Meh and Other Uncertainties
The star of this game is all about the campaign system. If that is the case, how can I put the “Hook” of the game in this section? Deep breath....
Individual games matter, but the tactical play devolves into simple decisions of target priority. However, that is not always easy with Zombies breathing down your neck! However, the simple game play leads into the campaign where actions in game have consequences with death, injury, and loss of supplies. The game definitely has RPG lite elements that I enjoy. Stat increases seem easy to get what you want by spending extra Experience Points, and I am not sure I am a fan. It also disincentives skills with the current system as attribute bonuses are always better than a situational skill. By spending extra XP you can almost tailor your models and avoid sub-optimal results. However, I do really like the loot table mechanism as it allows for more variety without have a huge list/table like d100. Since this is a game of Survival Horror, the Injury table is not super severe with only double 1's Death. However, injured characters can degrade pretty fast.
The other element that will be controversial is the Zombie “threat” itself. They really aren't a threat. Instead, they are more of a “friction” that a player needs to control for. Sure, if enough of them arrive you can be in trouble..... but that doesn't seem to happen that often. In addition, a somewhat experience gang will only have Zombies act as speed bumps to their objectives. However, I think this was a feature and not a bug of the game. The focus is on Humans vs. Humans and not Humans vs. Zombies. Therefore, they are more like a scenario complication than an actual threat.

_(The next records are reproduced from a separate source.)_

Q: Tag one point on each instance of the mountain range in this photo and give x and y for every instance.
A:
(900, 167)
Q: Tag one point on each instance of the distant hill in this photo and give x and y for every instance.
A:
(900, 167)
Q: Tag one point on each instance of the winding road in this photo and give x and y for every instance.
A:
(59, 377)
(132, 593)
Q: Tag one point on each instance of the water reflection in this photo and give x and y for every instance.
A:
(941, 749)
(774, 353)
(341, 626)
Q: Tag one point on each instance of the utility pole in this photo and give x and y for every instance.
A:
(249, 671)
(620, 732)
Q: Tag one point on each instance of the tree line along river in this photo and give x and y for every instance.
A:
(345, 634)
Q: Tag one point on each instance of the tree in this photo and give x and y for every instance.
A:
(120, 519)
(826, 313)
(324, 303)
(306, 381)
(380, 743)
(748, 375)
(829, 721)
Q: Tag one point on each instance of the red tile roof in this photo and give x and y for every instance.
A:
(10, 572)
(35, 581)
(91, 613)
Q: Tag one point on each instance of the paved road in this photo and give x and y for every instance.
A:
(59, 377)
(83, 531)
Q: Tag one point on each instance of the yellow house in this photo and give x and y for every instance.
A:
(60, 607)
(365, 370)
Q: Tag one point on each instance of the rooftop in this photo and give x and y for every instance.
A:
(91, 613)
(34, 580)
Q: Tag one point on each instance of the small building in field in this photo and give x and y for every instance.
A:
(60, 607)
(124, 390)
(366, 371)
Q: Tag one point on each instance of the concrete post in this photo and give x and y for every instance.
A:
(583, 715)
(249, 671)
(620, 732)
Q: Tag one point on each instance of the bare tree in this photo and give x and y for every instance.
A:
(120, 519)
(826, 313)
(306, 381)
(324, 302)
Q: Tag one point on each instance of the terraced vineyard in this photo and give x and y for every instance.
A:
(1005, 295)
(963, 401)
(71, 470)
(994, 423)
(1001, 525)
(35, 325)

Deep breath..... So, you can see why I put the two big hooks of the game into the Meh and Other Uncertainties section of the game. They are good hooks but there are trade-offs between what I like and what I did not like.
This game also bases every scenario around retrieving loot from the battlefield. Thematically it makes sense, but it does make the 6 scenarios in the book feel a bit samey. I had the same criticism of Frostgrave and its Loot system as the main objectives of the game. Unless you are constantly feeding the campaign new scenarios, new monsters, and new variations the game will get stale. It just does not have the tactical game play depth needed to survive on its own merits.
Final thoughts. This was a good first effort and it is clear a lot of thought went into the game to try and match the genre. Ash hits on the key elements that he outlined in his forward, but...... I can't help but feel the game could still use some more streamlining to make it more intuitive and less token reliant.
The main hook was a miniature based survival horror game. However, it feels light on the horror and survival elements that I feel it needs to really catch the feel of the genre. It seems to focused on letting players get “what they want” instead of challenging them to actually “survive” the horror with their opponent being another friction of surviving the campaign. The zombies are not threatening enough, the upgrades in the campaign too easy, and decisions too basic. The game really needs a deeper set of psychology rules like Strange Aeons Black Marks that corrupt a model's psyche as well as a more robust injury system.
In a horror genre, player' models should slowly degrade and only use gains to offset and slow the inevitable collapse.... that's horrifying. Knowing you ultimately can not win only try to make it to the next scenario and the end of the campaign. Therefore, I do not think I have found the definitive horror miniature game yet, but I am getting some ideas!